Guillermo Navarrete said:


> Hello,
> 
> That is because QuickTime 7.7.7 cannot be installed in Windows 10. You will find detail information about Windows 10 compatibility from Steinberg products on the link bellow:
> 
> ...



So 7.7.6 can't be used with Cubase?

So does it work?
" The older version 7.7.6 seems to work but does not include the latest security fixes and is thus not recommended."

Or does it not?
"This practically removes the video support for Cubase and Nuendo."


----------



## EwigWanderer (Oct 16, 2015)

There really should be a better way to use video in Cubase than rely on QuickTime. It's 2015! 
I knew there would be some issues when moving to Windows 10 but damn! 

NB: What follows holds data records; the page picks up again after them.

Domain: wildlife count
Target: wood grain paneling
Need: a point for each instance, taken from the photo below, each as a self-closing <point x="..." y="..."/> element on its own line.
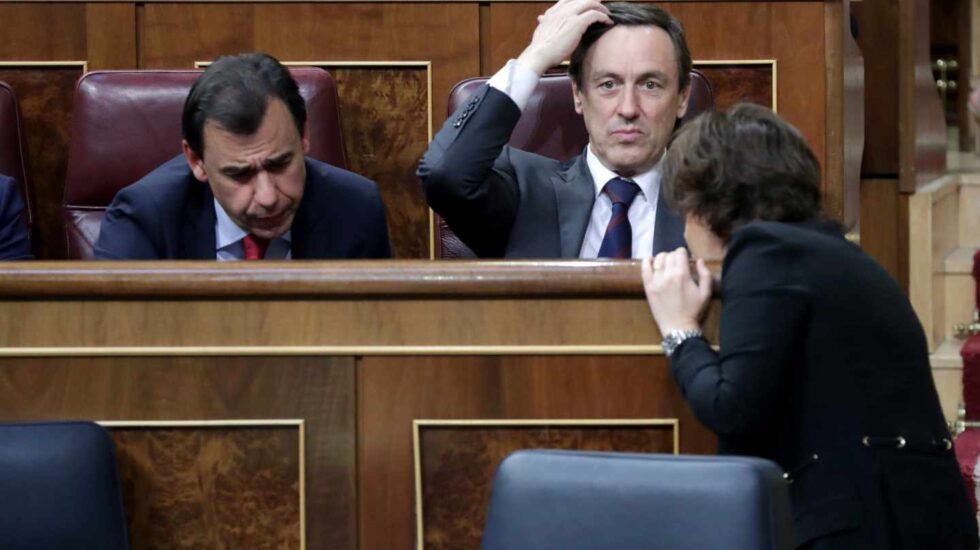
<point x="45" y="95"/>
<point x="877" y="22"/>
<point x="317" y="390"/>
<point x="458" y="464"/>
<point x="49" y="31"/>
<point x="211" y="487"/>
<point x="879" y="222"/>
<point x="734" y="83"/>
<point x="922" y="123"/>
<point x="392" y="392"/>
<point x="110" y="35"/>
<point x="385" y="124"/>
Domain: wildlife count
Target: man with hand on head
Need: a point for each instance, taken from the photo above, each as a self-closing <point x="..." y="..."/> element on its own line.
<point x="244" y="189"/>
<point x="630" y="68"/>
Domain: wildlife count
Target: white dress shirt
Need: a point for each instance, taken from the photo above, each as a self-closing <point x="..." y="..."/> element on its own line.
<point x="518" y="82"/>
<point x="229" y="240"/>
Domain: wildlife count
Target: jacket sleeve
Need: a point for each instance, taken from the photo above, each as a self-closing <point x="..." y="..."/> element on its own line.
<point x="736" y="391"/>
<point x="467" y="175"/>
<point x="15" y="243"/>
<point x="126" y="230"/>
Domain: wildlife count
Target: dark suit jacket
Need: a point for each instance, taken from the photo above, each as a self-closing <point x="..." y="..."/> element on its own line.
<point x="819" y="350"/>
<point x="170" y="215"/>
<point x="14" y="241"/>
<point x="504" y="202"/>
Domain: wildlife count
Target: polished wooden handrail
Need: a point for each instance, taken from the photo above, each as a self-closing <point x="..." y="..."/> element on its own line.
<point x="319" y="279"/>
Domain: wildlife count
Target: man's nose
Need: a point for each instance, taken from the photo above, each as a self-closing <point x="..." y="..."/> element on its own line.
<point x="628" y="106"/>
<point x="265" y="190"/>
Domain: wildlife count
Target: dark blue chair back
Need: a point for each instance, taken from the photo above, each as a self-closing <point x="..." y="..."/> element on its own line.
<point x="617" y="501"/>
<point x="59" y="487"/>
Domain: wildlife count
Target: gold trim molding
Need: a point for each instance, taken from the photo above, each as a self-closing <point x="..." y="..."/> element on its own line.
<point x="297" y="423"/>
<point x="46" y="64"/>
<point x="195" y="351"/>
<point x="419" y="424"/>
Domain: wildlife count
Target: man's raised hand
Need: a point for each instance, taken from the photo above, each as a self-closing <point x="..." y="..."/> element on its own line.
<point x="559" y="31"/>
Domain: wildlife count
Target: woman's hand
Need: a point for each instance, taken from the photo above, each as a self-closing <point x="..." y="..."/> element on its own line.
<point x="676" y="301"/>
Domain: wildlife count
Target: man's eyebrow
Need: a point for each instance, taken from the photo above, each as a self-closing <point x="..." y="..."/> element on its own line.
<point x="281" y="158"/>
<point x="643" y="76"/>
<point x="236" y="170"/>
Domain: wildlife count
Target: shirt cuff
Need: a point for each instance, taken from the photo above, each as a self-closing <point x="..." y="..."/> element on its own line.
<point x="517" y="81"/>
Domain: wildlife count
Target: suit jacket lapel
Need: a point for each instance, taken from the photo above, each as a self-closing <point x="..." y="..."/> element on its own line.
<point x="668" y="229"/>
<point x="575" y="195"/>
<point x="198" y="238"/>
<point x="307" y="217"/>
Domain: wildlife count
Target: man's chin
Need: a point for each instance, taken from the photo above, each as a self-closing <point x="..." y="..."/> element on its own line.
<point x="270" y="232"/>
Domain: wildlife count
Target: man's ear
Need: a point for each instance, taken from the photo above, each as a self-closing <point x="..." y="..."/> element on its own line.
<point x="577" y="97"/>
<point x="685" y="97"/>
<point x="306" y="136"/>
<point x="195" y="162"/>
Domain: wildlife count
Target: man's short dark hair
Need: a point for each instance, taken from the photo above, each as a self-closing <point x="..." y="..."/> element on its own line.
<point x="635" y="15"/>
<point x="234" y="92"/>
<point x="743" y="166"/>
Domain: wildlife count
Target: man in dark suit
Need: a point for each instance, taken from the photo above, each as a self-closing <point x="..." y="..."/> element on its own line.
<point x="14" y="241"/>
<point x="243" y="189"/>
<point x="630" y="69"/>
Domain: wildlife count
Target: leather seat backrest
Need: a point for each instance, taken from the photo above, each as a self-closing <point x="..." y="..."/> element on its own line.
<point x="13" y="157"/>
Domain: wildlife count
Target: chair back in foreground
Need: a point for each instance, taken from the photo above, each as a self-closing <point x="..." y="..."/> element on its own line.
<point x="59" y="487"/>
<point x="549" y="126"/>
<point x="126" y="123"/>
<point x="13" y="159"/>
<point x="619" y="501"/>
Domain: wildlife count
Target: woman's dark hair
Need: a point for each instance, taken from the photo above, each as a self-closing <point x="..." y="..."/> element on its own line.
<point x="635" y="15"/>
<point x="735" y="168"/>
<point x="234" y="92"/>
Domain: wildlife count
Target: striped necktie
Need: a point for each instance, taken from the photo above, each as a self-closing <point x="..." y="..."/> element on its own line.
<point x="255" y="247"/>
<point x="618" y="240"/>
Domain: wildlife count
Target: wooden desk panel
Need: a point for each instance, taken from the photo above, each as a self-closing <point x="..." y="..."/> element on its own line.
<point x="277" y="390"/>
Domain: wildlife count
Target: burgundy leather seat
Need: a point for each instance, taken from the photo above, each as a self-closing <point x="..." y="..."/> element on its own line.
<point x="126" y="123"/>
<point x="13" y="160"/>
<point x="549" y="126"/>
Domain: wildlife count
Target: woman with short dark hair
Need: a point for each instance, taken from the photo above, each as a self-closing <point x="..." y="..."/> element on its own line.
<point x="822" y="366"/>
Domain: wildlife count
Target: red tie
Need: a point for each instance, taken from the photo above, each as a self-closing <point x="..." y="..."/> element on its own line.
<point x="255" y="247"/>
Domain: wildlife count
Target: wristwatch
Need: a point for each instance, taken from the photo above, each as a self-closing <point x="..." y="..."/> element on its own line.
<point x="674" y="338"/>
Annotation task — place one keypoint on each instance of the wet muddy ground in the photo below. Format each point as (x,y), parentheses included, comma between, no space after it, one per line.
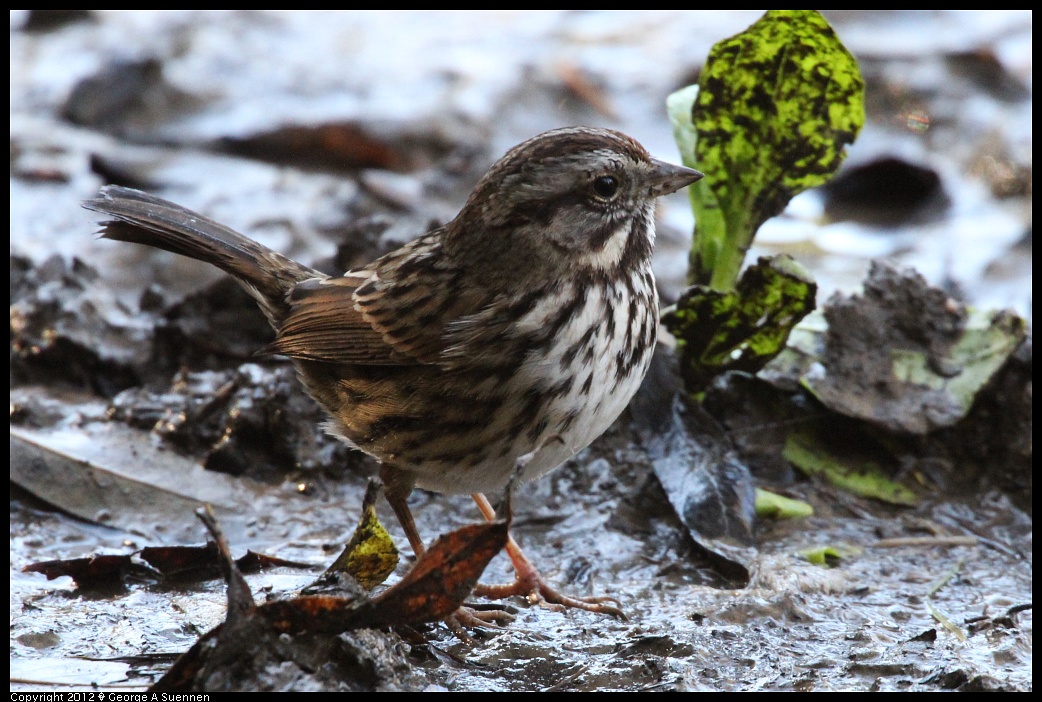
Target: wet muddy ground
(333,138)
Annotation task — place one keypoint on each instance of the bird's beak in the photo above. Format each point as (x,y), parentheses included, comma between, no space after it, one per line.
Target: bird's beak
(665,178)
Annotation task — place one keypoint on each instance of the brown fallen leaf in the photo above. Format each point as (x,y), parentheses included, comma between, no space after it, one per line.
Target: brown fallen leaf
(433,588)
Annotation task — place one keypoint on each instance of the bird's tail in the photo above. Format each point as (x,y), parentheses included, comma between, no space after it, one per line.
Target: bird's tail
(144,219)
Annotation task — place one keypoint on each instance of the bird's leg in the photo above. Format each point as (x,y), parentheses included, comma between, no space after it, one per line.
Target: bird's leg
(396,487)
(529,584)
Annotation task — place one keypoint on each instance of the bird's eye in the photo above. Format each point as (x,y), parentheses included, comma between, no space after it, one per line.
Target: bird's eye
(605,186)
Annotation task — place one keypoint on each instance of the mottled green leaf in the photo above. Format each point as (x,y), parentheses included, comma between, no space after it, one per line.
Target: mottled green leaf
(773,505)
(743,329)
(828,555)
(371,555)
(775,108)
(847,466)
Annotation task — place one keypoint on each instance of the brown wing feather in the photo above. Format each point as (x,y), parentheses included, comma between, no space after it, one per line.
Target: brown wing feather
(394,311)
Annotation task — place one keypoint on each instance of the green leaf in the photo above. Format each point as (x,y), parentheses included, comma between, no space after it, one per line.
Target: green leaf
(776,106)
(371,555)
(776,506)
(741,330)
(817,451)
(828,555)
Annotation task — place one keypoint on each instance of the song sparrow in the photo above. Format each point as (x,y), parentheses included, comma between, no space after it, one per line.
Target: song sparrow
(521,327)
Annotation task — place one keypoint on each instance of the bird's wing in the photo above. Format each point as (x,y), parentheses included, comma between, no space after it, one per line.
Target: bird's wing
(391,312)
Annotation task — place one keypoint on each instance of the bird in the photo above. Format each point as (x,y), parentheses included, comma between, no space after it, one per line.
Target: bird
(490,349)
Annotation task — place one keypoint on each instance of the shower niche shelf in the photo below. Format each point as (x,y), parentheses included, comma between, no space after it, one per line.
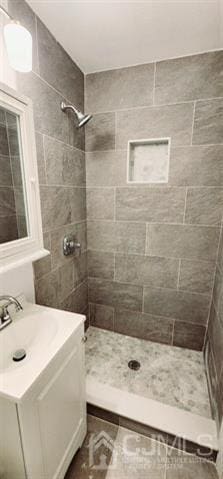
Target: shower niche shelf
(148,161)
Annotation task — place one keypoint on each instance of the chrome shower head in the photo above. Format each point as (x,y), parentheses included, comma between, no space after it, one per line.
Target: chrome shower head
(82,119)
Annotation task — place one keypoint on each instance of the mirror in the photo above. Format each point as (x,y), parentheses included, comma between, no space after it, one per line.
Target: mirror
(21,237)
(13,217)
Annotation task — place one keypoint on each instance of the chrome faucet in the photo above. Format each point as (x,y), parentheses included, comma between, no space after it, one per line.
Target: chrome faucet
(5,317)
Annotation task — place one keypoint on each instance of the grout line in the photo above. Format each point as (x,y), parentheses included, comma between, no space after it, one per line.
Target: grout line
(154,83)
(193,119)
(178,277)
(37,44)
(157,105)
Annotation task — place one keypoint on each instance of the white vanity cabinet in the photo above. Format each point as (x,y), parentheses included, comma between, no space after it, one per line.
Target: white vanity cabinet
(41,433)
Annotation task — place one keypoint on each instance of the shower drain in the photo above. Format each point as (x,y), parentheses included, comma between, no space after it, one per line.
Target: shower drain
(133,364)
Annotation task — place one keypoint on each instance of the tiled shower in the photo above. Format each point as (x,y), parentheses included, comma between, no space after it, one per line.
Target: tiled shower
(150,268)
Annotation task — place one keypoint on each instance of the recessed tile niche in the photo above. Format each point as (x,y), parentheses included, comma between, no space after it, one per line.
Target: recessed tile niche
(148,161)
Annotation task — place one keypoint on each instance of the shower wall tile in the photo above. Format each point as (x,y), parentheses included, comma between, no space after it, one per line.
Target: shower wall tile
(196,166)
(106,168)
(61,72)
(55,206)
(208,122)
(115,294)
(189,78)
(80,298)
(65,165)
(204,206)
(77,199)
(144,326)
(189,335)
(100,132)
(116,236)
(43,265)
(102,316)
(153,271)
(120,88)
(48,117)
(183,241)
(180,305)
(100,203)
(173,121)
(181,219)
(150,204)
(101,264)
(197,276)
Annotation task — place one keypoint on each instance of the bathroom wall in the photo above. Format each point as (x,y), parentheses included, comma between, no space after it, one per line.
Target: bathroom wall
(214,343)
(59,282)
(152,249)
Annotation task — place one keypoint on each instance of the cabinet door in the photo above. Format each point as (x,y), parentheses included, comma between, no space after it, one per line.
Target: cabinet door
(61,412)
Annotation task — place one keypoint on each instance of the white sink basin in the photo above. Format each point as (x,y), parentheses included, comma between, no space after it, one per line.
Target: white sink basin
(41,332)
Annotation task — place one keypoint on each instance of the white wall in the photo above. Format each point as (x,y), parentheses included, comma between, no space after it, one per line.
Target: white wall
(20,280)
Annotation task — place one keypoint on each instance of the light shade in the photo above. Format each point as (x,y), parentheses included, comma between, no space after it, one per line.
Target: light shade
(19,47)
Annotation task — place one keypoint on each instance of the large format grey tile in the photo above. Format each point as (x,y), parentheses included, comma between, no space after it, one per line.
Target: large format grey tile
(55,205)
(65,165)
(100,132)
(60,72)
(78,204)
(120,88)
(196,166)
(204,206)
(173,121)
(80,298)
(6,172)
(144,326)
(25,15)
(150,270)
(197,276)
(106,168)
(189,335)
(115,294)
(101,316)
(183,241)
(116,236)
(100,264)
(208,122)
(189,78)
(100,203)
(48,117)
(150,204)
(184,306)
(43,265)
(47,290)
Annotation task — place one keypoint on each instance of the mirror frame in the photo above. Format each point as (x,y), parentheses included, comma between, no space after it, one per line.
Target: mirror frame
(29,248)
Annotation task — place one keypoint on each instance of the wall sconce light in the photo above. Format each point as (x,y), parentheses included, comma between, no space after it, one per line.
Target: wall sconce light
(18,43)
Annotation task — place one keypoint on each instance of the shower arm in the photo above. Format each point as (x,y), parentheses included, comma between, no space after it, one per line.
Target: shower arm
(65,107)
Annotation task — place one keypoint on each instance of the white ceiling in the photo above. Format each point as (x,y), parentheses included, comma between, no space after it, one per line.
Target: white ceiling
(111,34)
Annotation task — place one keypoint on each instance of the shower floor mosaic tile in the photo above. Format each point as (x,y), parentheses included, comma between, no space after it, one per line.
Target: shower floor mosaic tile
(168,374)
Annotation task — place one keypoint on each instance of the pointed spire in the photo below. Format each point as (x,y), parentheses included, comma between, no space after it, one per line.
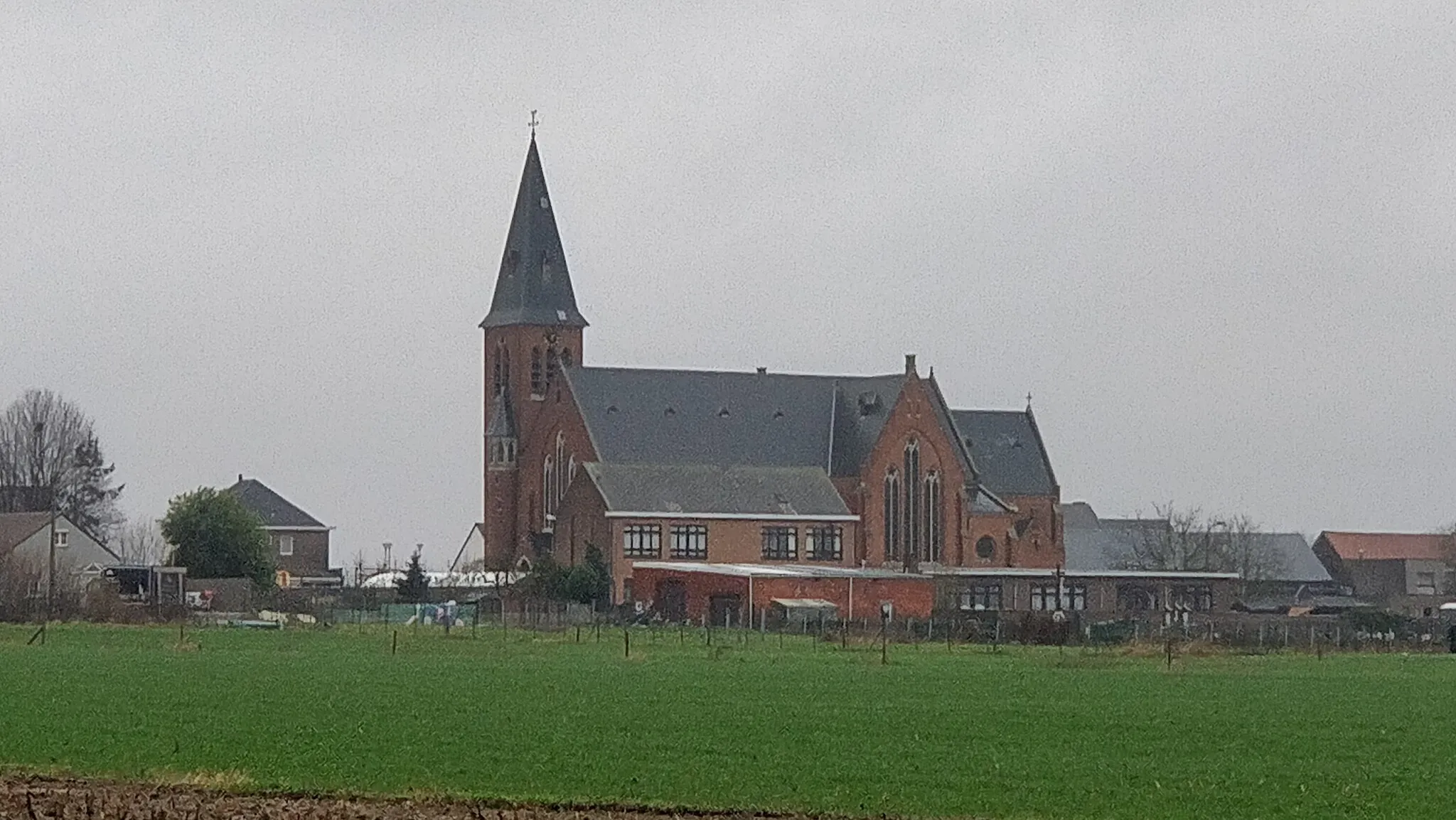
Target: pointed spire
(533,286)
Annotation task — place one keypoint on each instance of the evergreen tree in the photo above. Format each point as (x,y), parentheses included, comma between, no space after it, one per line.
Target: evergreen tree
(218,536)
(414,588)
(590,580)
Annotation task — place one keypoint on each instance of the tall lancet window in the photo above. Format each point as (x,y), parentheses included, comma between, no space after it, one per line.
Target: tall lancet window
(892,514)
(548,491)
(562,475)
(537,373)
(501,369)
(933,519)
(911,514)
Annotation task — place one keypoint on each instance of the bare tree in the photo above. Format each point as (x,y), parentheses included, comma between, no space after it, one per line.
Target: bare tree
(140,541)
(50,455)
(1248,551)
(1162,542)
(1187,539)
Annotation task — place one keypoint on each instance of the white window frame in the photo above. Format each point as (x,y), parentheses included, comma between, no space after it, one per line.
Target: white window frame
(643,541)
(687,542)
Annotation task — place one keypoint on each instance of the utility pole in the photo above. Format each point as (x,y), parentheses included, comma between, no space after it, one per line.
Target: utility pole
(50,568)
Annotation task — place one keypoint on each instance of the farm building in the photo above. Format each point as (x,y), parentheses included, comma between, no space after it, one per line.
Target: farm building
(1406,573)
(729,593)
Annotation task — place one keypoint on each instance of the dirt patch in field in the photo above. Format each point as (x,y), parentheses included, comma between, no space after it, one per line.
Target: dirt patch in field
(63,799)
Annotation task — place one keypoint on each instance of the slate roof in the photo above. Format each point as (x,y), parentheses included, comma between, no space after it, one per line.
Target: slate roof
(1098,544)
(1101,548)
(1299,560)
(503,421)
(533,286)
(1382,546)
(1008,452)
(273,509)
(717,490)
(707,417)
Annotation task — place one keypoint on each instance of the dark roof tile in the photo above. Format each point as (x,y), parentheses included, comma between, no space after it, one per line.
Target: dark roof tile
(1008,452)
(717,490)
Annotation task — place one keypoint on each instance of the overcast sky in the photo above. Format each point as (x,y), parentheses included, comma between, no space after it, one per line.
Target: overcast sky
(1215,241)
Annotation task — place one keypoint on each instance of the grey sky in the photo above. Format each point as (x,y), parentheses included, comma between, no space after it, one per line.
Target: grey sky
(1216,244)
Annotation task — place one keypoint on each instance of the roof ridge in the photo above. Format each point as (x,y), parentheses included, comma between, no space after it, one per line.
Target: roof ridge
(771,374)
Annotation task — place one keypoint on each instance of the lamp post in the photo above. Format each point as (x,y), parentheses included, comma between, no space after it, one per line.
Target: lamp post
(1207,539)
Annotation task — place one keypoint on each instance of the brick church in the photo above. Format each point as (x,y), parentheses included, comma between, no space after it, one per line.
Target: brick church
(719,473)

Is there a software that I could use to sync video with Cubase?


----------



## paaltio (Oct 16, 2015)

QuickTime will work fine. Someone on Gearslutz was saying they were able to install 7.7.8 on Windows 10, so you can try that version https://support.apple.com/kb/DL837?locale=en_US

If it doesn't work, I've confirmed this method to work with 7.7.7: http://tommynation.com/install-quicktime-windows-10/

C8 + Win10 here and everything works ok both with the onscreen window and output through Blackmagic Intensity Pro.


----------



## EwigWanderer (Oct 17, 2015)

paaltio said:


> QuickTime will work fine. Someone on Gearslutz was saying they were able to install 7.7.8 on Windows 10, so you can try that version https://support.apple.com/kb/DL837?locale=en_US



Thanks!! Now it works


----------



## PeterKorcek (Aug 12, 2016)

Hi guys, I installed that custom installer for QT 7.7.8 and video is working (yay), however, I can;t hear any sound - is this normal in Cubase 8.5.15? I cant remember how it was working before as I did not compose to video in a long time, so if anyone could help that would be much appreciated.


----------



## PeterKorcek (Sep 1, 2016)

jieff said:


> Hey!
> 
> I'm taking the pulse on this one... Is Quicktime 7.7.8 (or 7.7.7) still the way to go to playback video inside Cubase on Win10? The recent thread about movies/scenes without music kinda got me curious about trying this out!
> 
> Thanks!



Regarding the first part, I think Steinberg is working on a new way of video playback inside Cubase DAW and until then we have to have workarounds. I was a bit surprised to find scarce info that exists on the matter after quite a bit of google search. Luckily, the QT in that version I now have works and plays back video without any problems so far (mp4 I think it's the video file)


----------